Thank you for your reply.


However I faced another error in reshaping the tensor.

Can you share your training spec file?

You want to train a 736x416 detectnet_v3 model.
According to Transfer Learning Toolkit — Transfer Learning Toolkit 3.0 documentation
Please check if your images/labels are resized to 736x416 offline.

Reference: Tensor reshape error when evaluating a Detectnet_v2 model

Yes I checked the link and all my images have the same size:

Since you set the facedetectIR tlt model as the pretrained model, please resize your images/labels to 384x240 offline.
And set 380x240 in your training spec file.

https://ngc.nvidia.com/catalog/models/nvidia:tlt_facedetectir

Input

Gray Image whose values in RGB channels are the same. 384 X 240 X 3 (W x H x C) Channel Ordering of the Input: NCHW, where N = Batch Size, C = number of channels (3), H = Height of images (240), W = Width of the images (384)

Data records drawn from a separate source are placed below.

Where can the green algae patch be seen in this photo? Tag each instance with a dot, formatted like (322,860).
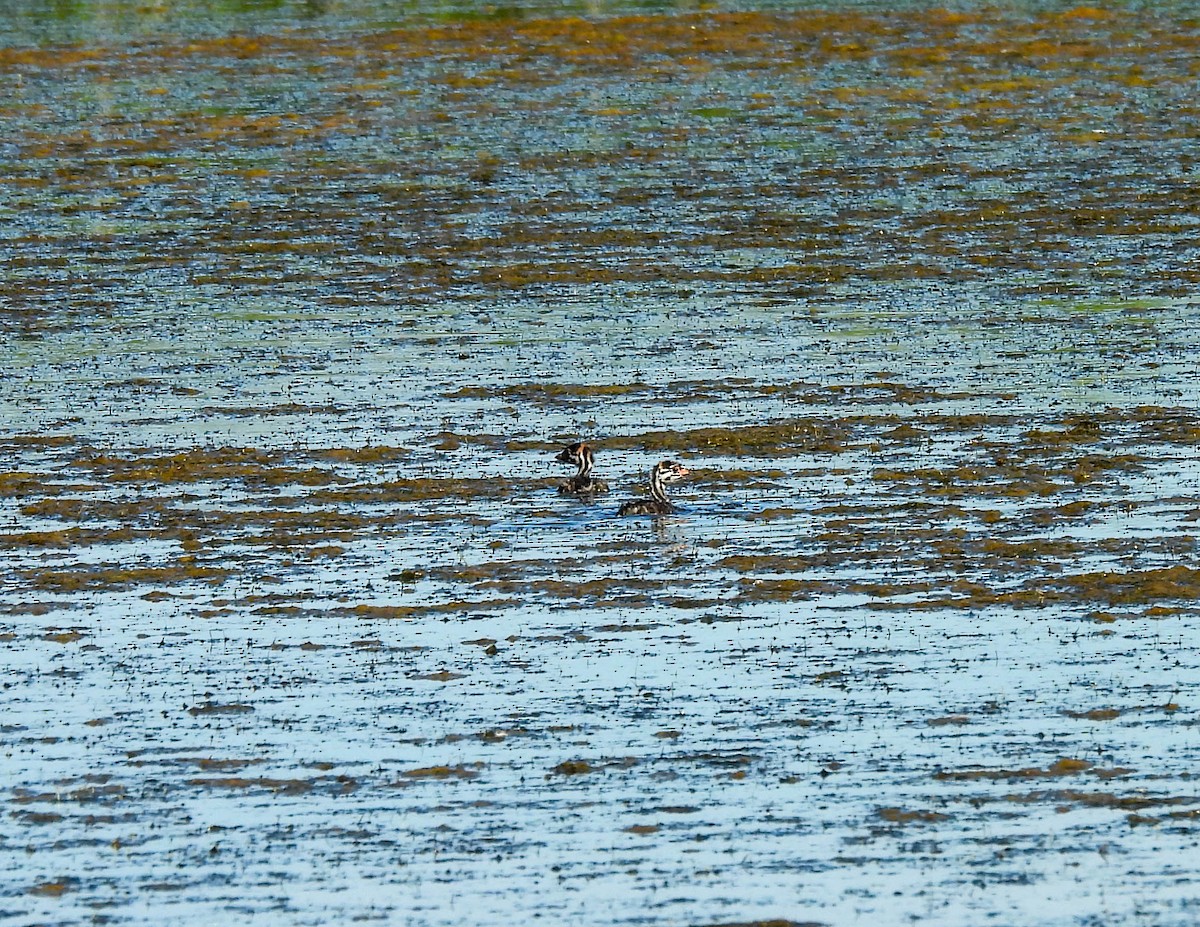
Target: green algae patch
(898,815)
(779,440)
(1063,766)
(444,772)
(573,767)
(281,787)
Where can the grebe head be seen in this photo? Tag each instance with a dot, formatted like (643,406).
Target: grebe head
(574,453)
(670,471)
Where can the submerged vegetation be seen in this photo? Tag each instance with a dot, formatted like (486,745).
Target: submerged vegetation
(294,318)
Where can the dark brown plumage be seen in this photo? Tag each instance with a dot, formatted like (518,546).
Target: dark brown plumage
(666,471)
(582,483)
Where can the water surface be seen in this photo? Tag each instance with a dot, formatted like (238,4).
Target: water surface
(298,305)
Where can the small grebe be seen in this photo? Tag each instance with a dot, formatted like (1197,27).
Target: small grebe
(582,483)
(663,472)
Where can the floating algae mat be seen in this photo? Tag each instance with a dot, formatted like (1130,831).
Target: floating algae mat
(298,306)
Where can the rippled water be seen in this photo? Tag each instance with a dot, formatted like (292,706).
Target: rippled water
(299,304)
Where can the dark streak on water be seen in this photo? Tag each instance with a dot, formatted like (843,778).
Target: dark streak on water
(295,627)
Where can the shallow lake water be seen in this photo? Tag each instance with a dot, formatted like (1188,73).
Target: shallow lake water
(300,301)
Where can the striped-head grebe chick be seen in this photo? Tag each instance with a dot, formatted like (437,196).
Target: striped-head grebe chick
(663,472)
(582,483)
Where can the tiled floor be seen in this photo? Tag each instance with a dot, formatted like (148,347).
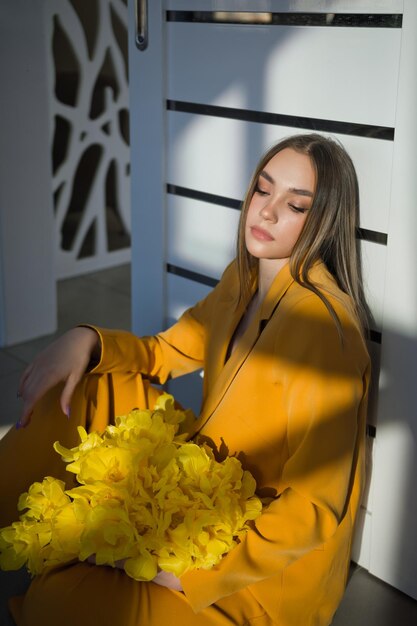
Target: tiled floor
(103,298)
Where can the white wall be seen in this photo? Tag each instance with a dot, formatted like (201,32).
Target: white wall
(27,281)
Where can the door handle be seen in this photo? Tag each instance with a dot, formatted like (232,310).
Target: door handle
(141,24)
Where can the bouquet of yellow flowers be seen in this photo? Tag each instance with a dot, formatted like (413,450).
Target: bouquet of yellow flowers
(145,497)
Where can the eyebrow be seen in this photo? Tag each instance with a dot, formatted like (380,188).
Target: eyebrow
(298,192)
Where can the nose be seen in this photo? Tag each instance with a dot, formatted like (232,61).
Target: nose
(269,212)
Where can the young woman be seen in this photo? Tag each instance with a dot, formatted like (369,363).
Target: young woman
(281,340)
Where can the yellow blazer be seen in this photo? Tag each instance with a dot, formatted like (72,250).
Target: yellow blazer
(290,402)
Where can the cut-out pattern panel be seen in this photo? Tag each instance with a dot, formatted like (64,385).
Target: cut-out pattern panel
(90,145)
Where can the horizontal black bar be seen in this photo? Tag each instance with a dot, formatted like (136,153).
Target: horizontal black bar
(371,431)
(362,233)
(278,119)
(212,198)
(372,235)
(265,18)
(195,276)
(375,336)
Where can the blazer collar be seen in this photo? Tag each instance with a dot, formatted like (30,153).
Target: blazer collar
(226,372)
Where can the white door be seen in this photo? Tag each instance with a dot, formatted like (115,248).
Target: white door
(210,90)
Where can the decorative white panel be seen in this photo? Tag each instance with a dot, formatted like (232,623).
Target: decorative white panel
(291,70)
(218,155)
(89,94)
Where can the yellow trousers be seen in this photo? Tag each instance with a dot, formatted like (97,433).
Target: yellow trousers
(82,594)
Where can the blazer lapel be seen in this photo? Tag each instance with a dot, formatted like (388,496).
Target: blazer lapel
(222,374)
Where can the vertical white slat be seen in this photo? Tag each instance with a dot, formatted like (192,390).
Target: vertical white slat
(394,537)
(27,280)
(147,96)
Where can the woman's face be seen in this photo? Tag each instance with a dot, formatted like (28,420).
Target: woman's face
(279,206)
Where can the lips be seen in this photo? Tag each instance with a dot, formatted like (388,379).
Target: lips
(260,234)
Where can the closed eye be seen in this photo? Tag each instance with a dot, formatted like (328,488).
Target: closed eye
(261,192)
(297,209)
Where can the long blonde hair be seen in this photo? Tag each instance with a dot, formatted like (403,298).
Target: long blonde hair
(330,230)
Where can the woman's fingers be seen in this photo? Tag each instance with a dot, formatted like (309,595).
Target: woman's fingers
(64,361)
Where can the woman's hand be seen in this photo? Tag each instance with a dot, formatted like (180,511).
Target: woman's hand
(165,579)
(64,361)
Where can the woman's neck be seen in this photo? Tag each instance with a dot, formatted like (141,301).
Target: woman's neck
(268,269)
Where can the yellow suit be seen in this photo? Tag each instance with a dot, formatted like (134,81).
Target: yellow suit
(290,402)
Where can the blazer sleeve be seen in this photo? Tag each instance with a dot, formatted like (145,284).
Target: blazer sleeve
(177,351)
(323,400)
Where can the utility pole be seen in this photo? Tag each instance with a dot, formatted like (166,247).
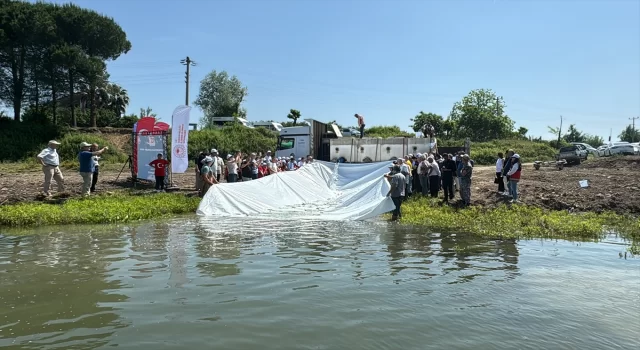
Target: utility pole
(560,131)
(187,62)
(633,128)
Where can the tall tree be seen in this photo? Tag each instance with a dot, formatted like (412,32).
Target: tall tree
(423,118)
(294,115)
(480,116)
(573,134)
(118,99)
(220,96)
(629,134)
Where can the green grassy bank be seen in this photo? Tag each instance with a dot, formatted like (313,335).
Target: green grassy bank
(521,222)
(118,208)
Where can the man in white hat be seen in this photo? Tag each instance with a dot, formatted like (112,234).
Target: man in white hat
(87,165)
(51,167)
(218,164)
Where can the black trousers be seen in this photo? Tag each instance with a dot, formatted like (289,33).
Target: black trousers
(95,179)
(434,185)
(500,182)
(397,213)
(447,186)
(159,182)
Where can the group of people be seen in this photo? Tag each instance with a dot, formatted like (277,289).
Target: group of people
(211,168)
(508,169)
(427,174)
(88,158)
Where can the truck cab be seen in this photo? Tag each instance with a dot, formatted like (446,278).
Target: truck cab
(294,141)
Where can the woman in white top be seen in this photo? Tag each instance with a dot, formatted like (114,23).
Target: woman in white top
(499,166)
(433,171)
(232,167)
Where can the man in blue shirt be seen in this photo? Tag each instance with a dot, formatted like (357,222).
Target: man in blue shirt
(87,165)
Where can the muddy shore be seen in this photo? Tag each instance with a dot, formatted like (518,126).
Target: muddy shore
(614,185)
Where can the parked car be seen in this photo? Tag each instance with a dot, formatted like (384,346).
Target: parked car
(571,154)
(603,151)
(627,149)
(587,147)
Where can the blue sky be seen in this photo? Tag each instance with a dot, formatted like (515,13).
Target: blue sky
(388,60)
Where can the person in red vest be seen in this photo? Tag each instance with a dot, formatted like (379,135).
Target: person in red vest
(360,124)
(160,166)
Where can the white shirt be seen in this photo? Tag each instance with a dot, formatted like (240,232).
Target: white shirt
(513,170)
(499,165)
(220,165)
(49,156)
(232,166)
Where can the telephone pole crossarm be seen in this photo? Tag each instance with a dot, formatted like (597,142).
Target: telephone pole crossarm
(189,63)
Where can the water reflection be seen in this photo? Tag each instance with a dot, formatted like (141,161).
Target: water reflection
(254,284)
(48,295)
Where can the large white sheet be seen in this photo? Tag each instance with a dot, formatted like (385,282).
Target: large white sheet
(321,190)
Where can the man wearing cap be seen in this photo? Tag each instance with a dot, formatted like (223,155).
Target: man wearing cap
(87,165)
(218,164)
(50,167)
(397,191)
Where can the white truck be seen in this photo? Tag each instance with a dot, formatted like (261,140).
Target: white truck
(325,142)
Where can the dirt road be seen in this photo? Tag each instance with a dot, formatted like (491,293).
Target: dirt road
(613,185)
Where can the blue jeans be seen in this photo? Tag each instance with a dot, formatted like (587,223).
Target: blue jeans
(513,189)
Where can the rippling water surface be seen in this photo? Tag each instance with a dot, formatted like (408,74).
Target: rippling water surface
(243,284)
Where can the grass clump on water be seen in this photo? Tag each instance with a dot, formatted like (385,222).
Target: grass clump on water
(118,208)
(520,221)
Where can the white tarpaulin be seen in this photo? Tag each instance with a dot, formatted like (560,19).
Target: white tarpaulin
(321,190)
(179,139)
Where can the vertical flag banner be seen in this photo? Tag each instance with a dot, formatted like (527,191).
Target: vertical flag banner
(179,139)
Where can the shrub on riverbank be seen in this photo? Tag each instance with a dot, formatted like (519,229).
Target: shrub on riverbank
(98,210)
(485,153)
(519,221)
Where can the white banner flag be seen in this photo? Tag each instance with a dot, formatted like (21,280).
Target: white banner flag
(179,139)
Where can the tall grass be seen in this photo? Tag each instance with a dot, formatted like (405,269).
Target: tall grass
(485,153)
(98,210)
(520,221)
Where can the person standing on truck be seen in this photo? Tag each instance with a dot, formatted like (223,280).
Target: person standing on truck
(360,124)
(505,170)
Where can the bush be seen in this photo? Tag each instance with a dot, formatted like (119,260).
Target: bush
(485,153)
(24,140)
(230,139)
(70,146)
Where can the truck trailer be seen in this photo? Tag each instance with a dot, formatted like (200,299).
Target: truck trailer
(325,142)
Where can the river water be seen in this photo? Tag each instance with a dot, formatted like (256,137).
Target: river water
(243,284)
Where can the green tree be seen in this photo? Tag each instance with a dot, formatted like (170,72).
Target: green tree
(42,45)
(629,134)
(522,131)
(573,134)
(480,116)
(294,115)
(220,96)
(118,99)
(593,140)
(423,118)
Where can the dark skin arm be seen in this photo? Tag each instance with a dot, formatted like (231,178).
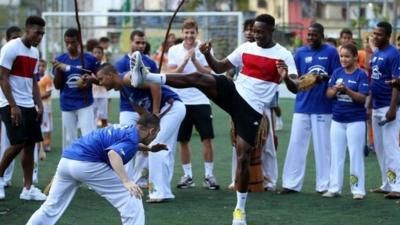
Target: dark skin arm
(218,66)
(6,88)
(289,79)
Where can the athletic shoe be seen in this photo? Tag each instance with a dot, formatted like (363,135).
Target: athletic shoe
(358,197)
(32,194)
(210,182)
(2,192)
(186,182)
(239,217)
(138,70)
(330,194)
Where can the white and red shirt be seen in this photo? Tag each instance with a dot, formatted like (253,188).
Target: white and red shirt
(23,64)
(259,79)
(189,96)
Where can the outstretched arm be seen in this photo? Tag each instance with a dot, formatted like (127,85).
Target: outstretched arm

Thank you Morganh for your support.
Concerning the load_key. I set it to tlt_encode. However I am still having issues even though I used the facedetect model not the IR.


What do you mean by “I used the facedetect model not the IR” ?

I am working on the facenet model (face detect) provided by the transfer learning toolkit.
For the pretrained model, there are 2 version either with IR or without from ngc.

So using the pretrained model without IR give me the OSError: Unable to open file. And using the pretrained model with IR give me the dimensions error. I will resize the images as you said. I will resize them offline 384x240 images and see if it will work.
However meanwhile, I am trying with the pretrained model without IR.

For https://ngc.nvidia.com/catalog/models/nvidia:tlt_facenet, according to its overview,

its key is nvidia_tlt

Input

Grayscale Image whose values in RGB channels are the same. 736 X 416 X 3

For https://ngc.nvidia.com/catalog/models/nvidia:tlt_facedetectir, according to its overview,

its key is tlt_encode

Input

Gray Image whose values in RGB channels are the same. 384 X 240 X 3 (W x H x C) Channel Ordering of the Input: NCHW, where N = Batch Size, C = number of channels (3), H = Height of images (240), W = Width of the images (384)

1 Like

Ok thank you for your reply.
I just want to make sure if the dataset of the face detect is the same as the face detect with IR but resized.
Thank you so much !

It shouldn’t be since the label is different.
“This model accepts 384x240x3 dimension input tensors and outputs 24x15x4 bbox coordinate tensor and 24x15x1 class confidence tensor.”

Any remaining issue?

I converted the dataset into 384x240 images. However when I trained the model, another error occurred:



Please remove result folder and retry.
Reference: DetectNet v2 training error - "ValueError: The zipfile extracted was corrupt. Please check your key "

I don’t think I am following up with you.
I can’t remove the zip.python file.
Could you provide me with more details please?

I mean you can remove the experiment_dir_unpruned folder and retry.
Please back up it firstly.

Thank you so much for your continuous help it is working now.